Abstract Objective To describe the genetic, phenotypic, and pathologic manifestations of patients presenting with inherited kidney cancer and germline variants of the Tuberous Sclerosis Complex (TSC) genes. Materials and Methods Inherited kidney cancer patients were screened for germline RCC susceptibility gene variants and patient histories and clinical evaluations were performed. Renal tumors were evaluated for somatic genetic alterations by DNA sequencing and mRNA expression analysis by RNAseq and immunohistochemical analyses were performed. Results Nine distinct germline TSC1/TSC2 variants were identified in 13 patients, including seven known or likely pathogenic alterations. Five patients presented with a clinical diagnosis of TSC, and eleven patients had a genetic diagnosis of TSC. Nine patients had bilateral RCC and nine had multifocal RCC. The average initial age at diagnosis of RCC was 47 years old. The TSC-associated tumors demonstrated a variety of histologies including ccRCC, RCC with clear cell and papillary features, chromophobe RCC, and oncocytoma; with ccRCC being the most prevalent.
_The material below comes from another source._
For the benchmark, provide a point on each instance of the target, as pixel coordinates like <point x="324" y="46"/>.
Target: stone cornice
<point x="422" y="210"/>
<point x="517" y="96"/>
Loss of heterozygosity or secondary somatic alteration of TSC1/TSC2 was observed in ~ 37% of tumors. RNAseq analysis demonstrated specific expression patterns associated within histologically defined tumor clusters and increased expression of CLEAR genes activated by the TFE3/TFEB transcription factors, including GPNMB and NPC1 which were confirmed with immunohistochemistry. Conclusion This study confirms the importance of screening individuals with a family history of kidney cancer for TSC1/TSC2 germline variants, even in the absence of canonical TSC manifestations, and indicates a critical role of TFE3 and TFEB as drivers of human TSC-deficient renal cell carcinoma.